CimaVax is an active vaccine in which patients are immunized with epidermal growth factor (EGF), thus raising antibodies targeting EGF itself. The product is also formulated with the Neisseria meningitidis outer protein P64k and Montanide ISA 51 as an adjuvant to potentiate the immune response.[4] The epidermal growth factor receptor (EGFR) is hijacked by many types of cancer, including cancers of the lung, colon, kidney, and head and neck. By raising antibodies against EGF, which is EGFR's major ligand, the concentrations of EGF in the blood are reduced. Thus CimaVax does not target the cancer cells directly, but is expected to work against these cancers by denying the cancers the growth stimulus they require.[4][5] For this reason, the Roswell Park group thinks that it may prove most useful as a preventive vaccine rather than as a cancer therapy per se.[3]

Early trials showed a statistical trend towards an improved survival rate amongst vaccinated test subjects.[4][6] A direct correlation between the level of antibodies that a vaccinated patient raises against EGF and survival has been observed in several trials,[4] and in one of the largest trials[5] there was also an age-dependence, with only subjects under the age of 60 benefiting in terms of survival.[4] More antibodies are raised when the vaccine is formulated with Montanide ISA 51 rather than aluminum hydroxide as an adjuvant, and when patients receive a low dose of cyclophosphamide three days before vaccine administration.[4] Cyclophosphamide is thought to temporarily block the body's natural immune tolerance to EGF, thereby increasing antibody titers.[4]

CimaVax is relatively cheap to produce and store, and has low toxicity.[3] Side effects of the vaccine appear to be mild, and include chills, fever, headache, nausea.[7][4]

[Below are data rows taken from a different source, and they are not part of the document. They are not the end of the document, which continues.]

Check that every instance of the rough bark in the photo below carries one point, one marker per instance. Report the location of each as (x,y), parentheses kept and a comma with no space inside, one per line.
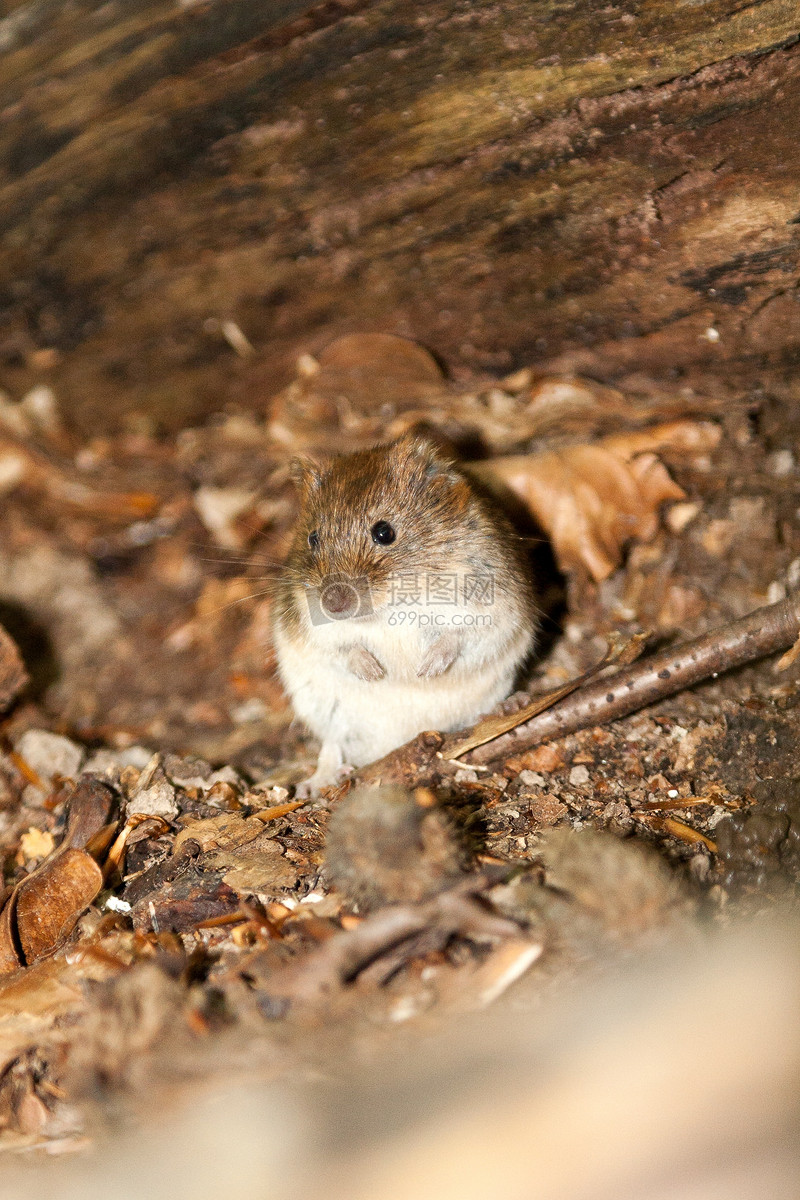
(523,183)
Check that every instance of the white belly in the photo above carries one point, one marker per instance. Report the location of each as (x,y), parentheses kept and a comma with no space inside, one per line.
(368,719)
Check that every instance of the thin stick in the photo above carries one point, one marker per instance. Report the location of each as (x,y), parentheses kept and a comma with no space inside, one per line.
(764,631)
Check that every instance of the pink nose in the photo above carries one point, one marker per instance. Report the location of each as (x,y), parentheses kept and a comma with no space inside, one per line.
(340,598)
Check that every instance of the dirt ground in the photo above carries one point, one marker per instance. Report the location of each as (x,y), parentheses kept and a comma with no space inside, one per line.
(173,915)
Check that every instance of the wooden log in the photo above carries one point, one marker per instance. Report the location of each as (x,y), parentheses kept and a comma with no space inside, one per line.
(614,190)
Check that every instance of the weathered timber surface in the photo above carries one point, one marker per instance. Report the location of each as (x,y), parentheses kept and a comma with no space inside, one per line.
(612,189)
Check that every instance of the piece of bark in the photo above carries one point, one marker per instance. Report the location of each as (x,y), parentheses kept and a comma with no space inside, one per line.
(13,676)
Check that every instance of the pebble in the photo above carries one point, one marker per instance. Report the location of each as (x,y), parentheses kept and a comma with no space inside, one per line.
(49,754)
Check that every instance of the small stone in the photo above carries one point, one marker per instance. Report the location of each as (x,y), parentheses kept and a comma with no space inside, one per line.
(154,795)
(49,754)
(578,775)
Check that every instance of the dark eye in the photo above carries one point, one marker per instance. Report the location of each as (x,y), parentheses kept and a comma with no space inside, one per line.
(383,534)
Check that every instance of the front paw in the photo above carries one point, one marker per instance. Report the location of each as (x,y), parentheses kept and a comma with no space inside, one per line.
(439,657)
(364,665)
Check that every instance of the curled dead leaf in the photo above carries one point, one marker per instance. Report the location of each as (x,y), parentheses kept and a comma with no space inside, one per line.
(593,499)
(44,906)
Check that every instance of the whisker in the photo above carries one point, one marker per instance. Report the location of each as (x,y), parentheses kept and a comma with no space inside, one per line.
(230,604)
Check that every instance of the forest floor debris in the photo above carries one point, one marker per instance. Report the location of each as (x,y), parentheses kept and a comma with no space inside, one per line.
(150,762)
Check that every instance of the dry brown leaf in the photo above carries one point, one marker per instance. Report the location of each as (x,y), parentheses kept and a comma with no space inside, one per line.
(44,906)
(344,395)
(593,499)
(50,900)
(264,870)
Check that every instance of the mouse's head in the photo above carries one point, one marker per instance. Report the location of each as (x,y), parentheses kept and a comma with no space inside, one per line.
(371,516)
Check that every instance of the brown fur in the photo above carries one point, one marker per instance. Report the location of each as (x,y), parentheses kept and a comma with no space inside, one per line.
(443,523)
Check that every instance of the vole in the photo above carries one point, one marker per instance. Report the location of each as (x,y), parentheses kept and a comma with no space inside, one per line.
(405,603)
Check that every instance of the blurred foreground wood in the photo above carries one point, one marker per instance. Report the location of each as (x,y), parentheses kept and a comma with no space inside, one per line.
(678,1079)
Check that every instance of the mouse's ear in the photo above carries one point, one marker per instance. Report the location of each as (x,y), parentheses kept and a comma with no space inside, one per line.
(306,475)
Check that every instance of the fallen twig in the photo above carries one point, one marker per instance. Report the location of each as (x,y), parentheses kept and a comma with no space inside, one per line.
(648,681)
(13,676)
(492,727)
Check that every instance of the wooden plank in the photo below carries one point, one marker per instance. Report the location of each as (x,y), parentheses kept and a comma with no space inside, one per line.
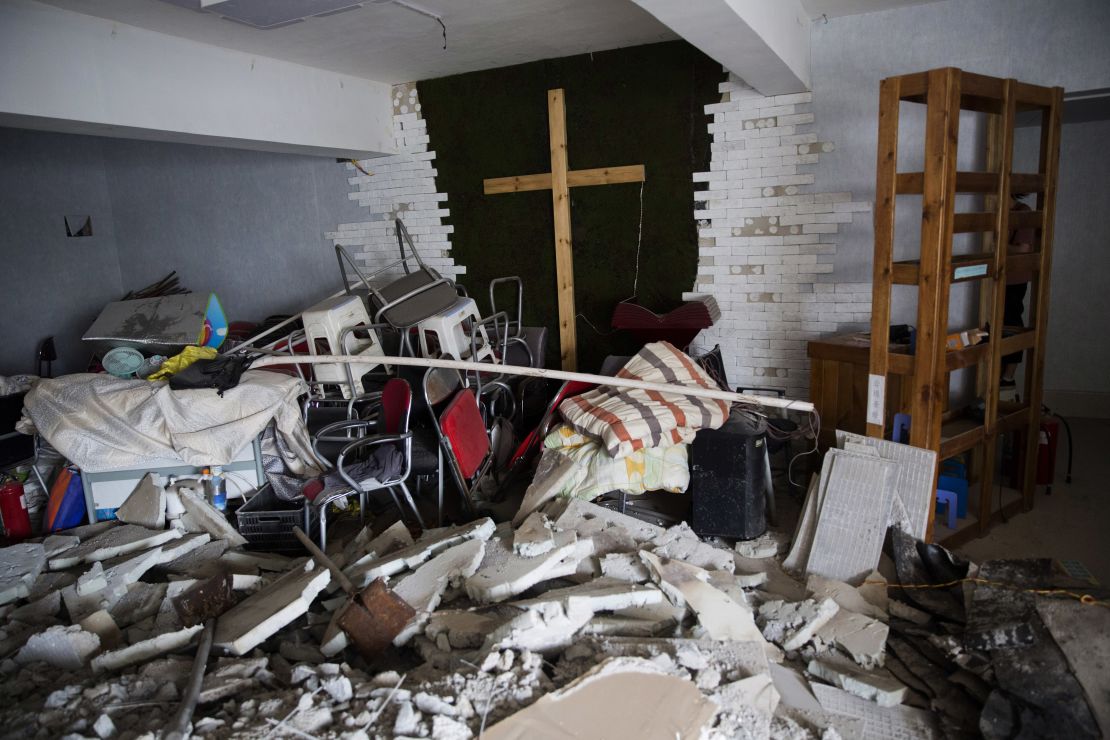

Researchers caution that the early results to date have been in relatively small, early-stage trials with patients that were carefully selected based on predefined inclusion and exclusion criteria, and given specialized oncology care; they may therefore not be representative of most patients who might benefit from the vaccine.[4] It has been urged that CimaVax be tested in patients with earlier-stage NSCLC cancer and in patients who are not candidates for chemotherapy, and that research be conducted to determine which subgroups of NSCLC patients do and don't respond the vaccine.[4] It has also been suggested that CimaVax may also be effective in other types of cancer that are dependent on EGF/EGFR, including many cases of prostate cancer.[4]